# Metamath Proof Explorer

## Axiom ax-7

Description: Axiom of Equality. One of the equality and substitution axioms of predicate calculus with equality. It states that equality is a right-Euclidean binary relation (this is similar, but not identical, to being transitive, which is proved as equtr ). This axiom scheme is a sub-scheme of Axiom Scheme B8 of system S2 of Tarski, p. 75, whose general form cannot be represented with our notation.

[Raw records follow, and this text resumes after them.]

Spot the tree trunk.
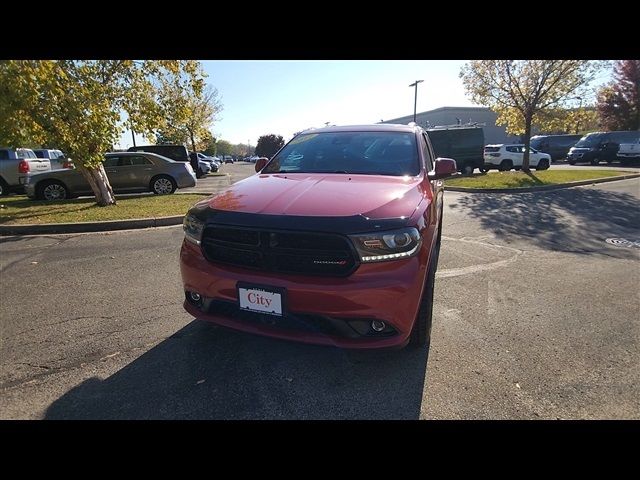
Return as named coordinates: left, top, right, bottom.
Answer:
left=522, top=114, right=533, bottom=172
left=189, top=131, right=198, bottom=154
left=77, top=164, right=116, bottom=207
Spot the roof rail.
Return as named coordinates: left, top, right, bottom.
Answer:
left=427, top=122, right=487, bottom=130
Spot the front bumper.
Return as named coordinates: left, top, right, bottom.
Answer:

Also appears as Axiom C7 of Monk2 p. 105 and Axiom Scheme C8' in Megill p. 448 (p. 16 of the preprint).

The equality symbol was invented in 1557 by Robert Recorde. He chose a pair of parallel lines of the same length because "noe .2. thynges, can be moare equalle".

We prove in ax7 that this axiom can be recovered from its weakened version ax7v where x and y are assumed to be disjoint variables. In particular, the only theorem referencing ax-7 should be ax7v . See the comment of ax7v for more details on these matters. (Contributed by NM, 10-Jan-1993) (Revised by BJ, 7-Dec-2020) Use ax7 instead. (New usage is discouraged.)

Ref Expression
Assertion ax-7 ${⊢}{x}={y}\to \left({x}={z}\to {y}={z}\right)$

### Detailed syntax breakdown

Step Hyp Ref Expression
0 vx ${setvar}{x}$
1 0 cv ${setvar}{x}$
2 vy ${setvar}{y}$
3 2 cv ${setvar}{y}$
4 1 3 wceq ${wff}{x}={y}$
5 vz ${setvar}{z}$
6 5 cv ${setvar}{z}$
7 1 6 wceq ${wff}{x}={z}$
8 3 6 wceq ${wff}{y}={z}$
9 7 8 wi ${wff}\left({x}={z}\to {y}={z}\right)$
10 4 9 wi ${wff}\left({x}={y}\to \left({x}={z}\to {y}={z}\right)\right)$